8.8 linear feet (ca. 17,600 pages)
Gerald R. Ford (accession number 77-118)
Open, but some materials continue to be national security classified and restricted. Access is governed by the donor's deed of gift, a copy of which is available on request, and National Archives and Records Administration regulations (36 CFR 1256).
Gerald Ford donated to the United States of America his copyrights in all of his unpublished writings in National Archives collections. The copyrights to materials written by other individuals or organizations are presumed to remain with them. Works prepared by U.S. Government employees as part of their official duties are in the public domain.
Prepared by Geir Gundersen, January 2003
[S:\bin\findaid\presidential country files for europe and canada.doc]
The Presidential Country Files for Europe and Canada is one of many subcollections that comprise the National Security Adviser Files.
The Presidential Country Files described here concern U.S. relations with European countries and Canada, and address regional issues as well as issues specific to individual countries. Materials in the first several folders concern Europe in general, while the remainder of the collection is arranged by country name, with separate sequences for National Security Council documents and State Department telegrams. The Country Files include folders for the Azores and Vatican City, but not Cyprus, Greece, and Turkey, which are located in the Presidential Country Files for the Middle East and South Asia.
Scope and Content of the Materials
Presidential Country Files include materials prepared for and by the National Security Adviser and National Security Council staff. Memoranda, reports, briefing papers, schedule proposals, correspondence, and telegrams make up the bulk of the collection.
The materials filed under “Europe” address a variety of topics, including United States relations with Eastern Europe; Senator Jacob Javits’ trip to Europe; the purchase of F-16 fighter planes by Belgium, Denmark, the Netherlands, and Norway; President Ford’s farewell telephone calls to European leaders; and General Alexander M. Haig’s role as Supreme Allied Commander, Europe (SACEUR).
Several significant foreign policy events are covered in these files. Among these are the Conference on Security and Cooperation in Europe (CSCE), particularly the negotiations leading up to the conference, and the economic summit meetings at Rambouillet and Puerto Rico, especially pre-summit planning and negotiations. Another major topic is arms control negotiations within the context of the Strategic Arms Limitation Treaty (SALT), Mutually Balanced Force Reductions (MBBR), and Peaceful Nuclear Explosions (PNE). General topics covered throughout the collection include trade, arms transfers, mutual defense agreements, NATO, maritime affairs, and meetings between American and European leaders.

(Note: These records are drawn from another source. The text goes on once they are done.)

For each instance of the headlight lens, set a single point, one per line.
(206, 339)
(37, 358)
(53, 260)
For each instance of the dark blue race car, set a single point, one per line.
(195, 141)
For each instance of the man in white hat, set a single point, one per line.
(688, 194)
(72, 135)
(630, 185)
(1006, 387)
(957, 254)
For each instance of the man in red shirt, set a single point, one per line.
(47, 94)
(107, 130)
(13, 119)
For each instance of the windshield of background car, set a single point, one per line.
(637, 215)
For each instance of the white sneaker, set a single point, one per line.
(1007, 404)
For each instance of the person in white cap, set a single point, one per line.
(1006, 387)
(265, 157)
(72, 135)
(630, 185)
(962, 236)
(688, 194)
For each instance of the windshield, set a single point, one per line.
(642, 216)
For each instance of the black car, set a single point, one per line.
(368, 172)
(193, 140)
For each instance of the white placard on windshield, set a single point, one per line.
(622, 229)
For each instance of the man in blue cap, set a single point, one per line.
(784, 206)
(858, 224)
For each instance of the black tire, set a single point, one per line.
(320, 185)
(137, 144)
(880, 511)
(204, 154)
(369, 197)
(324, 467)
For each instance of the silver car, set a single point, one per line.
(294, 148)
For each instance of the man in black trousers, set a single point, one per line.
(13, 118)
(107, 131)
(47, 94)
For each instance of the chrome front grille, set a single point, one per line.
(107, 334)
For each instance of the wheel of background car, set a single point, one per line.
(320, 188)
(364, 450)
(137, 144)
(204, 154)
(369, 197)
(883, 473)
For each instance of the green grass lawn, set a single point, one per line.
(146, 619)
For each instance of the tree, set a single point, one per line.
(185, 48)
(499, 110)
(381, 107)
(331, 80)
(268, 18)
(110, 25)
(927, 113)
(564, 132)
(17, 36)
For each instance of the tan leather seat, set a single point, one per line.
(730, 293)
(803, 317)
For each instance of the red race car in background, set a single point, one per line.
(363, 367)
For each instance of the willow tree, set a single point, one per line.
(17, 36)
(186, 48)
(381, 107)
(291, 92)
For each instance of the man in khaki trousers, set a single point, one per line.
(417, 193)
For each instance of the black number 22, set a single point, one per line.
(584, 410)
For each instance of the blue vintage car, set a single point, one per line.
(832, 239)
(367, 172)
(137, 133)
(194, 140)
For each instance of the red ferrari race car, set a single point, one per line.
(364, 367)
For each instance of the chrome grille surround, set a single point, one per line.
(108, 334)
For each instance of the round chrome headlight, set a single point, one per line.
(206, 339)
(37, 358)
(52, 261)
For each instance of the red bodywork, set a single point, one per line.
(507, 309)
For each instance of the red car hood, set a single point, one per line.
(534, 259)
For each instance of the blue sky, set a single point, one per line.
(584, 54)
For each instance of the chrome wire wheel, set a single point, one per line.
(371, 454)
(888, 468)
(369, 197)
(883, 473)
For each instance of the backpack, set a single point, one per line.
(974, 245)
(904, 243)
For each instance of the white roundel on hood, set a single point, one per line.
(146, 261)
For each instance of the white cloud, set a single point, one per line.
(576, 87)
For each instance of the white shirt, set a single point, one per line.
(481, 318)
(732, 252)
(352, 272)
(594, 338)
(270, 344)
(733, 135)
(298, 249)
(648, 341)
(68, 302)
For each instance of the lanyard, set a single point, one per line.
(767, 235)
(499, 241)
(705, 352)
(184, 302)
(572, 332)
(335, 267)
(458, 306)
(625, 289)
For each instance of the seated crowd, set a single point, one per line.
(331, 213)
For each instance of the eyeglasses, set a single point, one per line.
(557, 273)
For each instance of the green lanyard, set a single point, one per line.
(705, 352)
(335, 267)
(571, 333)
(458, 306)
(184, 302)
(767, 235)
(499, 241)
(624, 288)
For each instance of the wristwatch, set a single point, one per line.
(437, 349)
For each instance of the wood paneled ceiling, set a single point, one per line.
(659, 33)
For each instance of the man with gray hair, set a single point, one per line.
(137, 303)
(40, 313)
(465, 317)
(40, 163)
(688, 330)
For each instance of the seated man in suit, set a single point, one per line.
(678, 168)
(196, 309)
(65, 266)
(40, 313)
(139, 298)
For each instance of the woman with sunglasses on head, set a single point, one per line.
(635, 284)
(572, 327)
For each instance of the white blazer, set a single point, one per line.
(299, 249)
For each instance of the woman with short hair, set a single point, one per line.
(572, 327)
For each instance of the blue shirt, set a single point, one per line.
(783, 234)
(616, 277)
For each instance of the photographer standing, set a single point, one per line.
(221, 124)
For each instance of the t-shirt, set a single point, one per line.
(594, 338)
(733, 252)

A number of countries are worthy of specific mention for materials on additional topics. The folders on the Soviet Union contain materials on US and Soviet defense spending, US grain sales, science and technology agreements, and Soviet emigration. Materials on the economic, financial and energy challenges facing Europe are found throughout the folders on France, Germany, and the United Kingdom. The folders on Italy and Portugal contain substantive materials on the electoral gains and growing influence of the Communist Party within each country’s coalition government. The materials on Spain document the end of the dictatorship of Generalissimo Francisco Franco and Spain’s transition to democracy. The folders on Switzerland contain materials on a number of international negotiations; in particular those leading toward black rule in Zimbabwe. The materials on Canada are important for their information on the multifaceted relationship between the United States and its close neighbor.

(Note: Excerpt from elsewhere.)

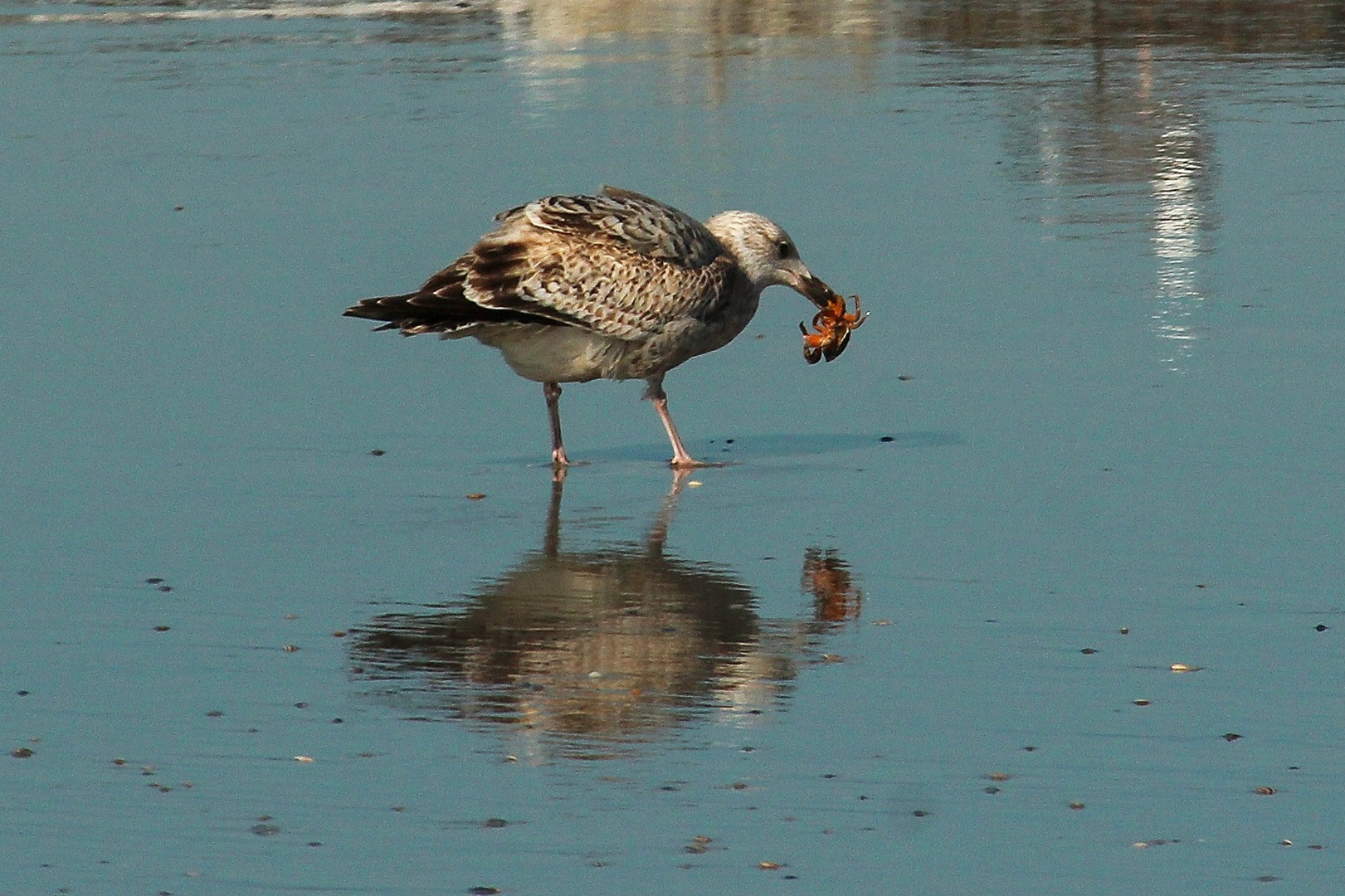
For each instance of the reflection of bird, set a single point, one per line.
(615, 285)
(587, 651)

Materials concerning President Ford’s trips to Europe are also available. The President visited the Soviet Union in 1974, and Austria, Belgium, Finland, France, Germany, Italy, Poland, Romania, Spain, and Yugoslavia in 1975.
State Department telegrams provide an interesting look at communications between officials in Washington and staff at embassies throughout the region. They are valuable for on the scene, current reporting and analyses of conversations and events. The content of the messages covers many topics, and subject access is provided through PRESNET search reports.
Materials relating to Europe are available in various White House Central Files Subject File categories, especially the CO: Countries categories. WHCF Subject File category TR: Trips has case files for the President’s European trips in 1974 and 1975.
Materials on the Conference on Security and Cooperation in Europe (CSCE) are located in the NSC Staff Files for Europe, Canada, and Ocean Affairs.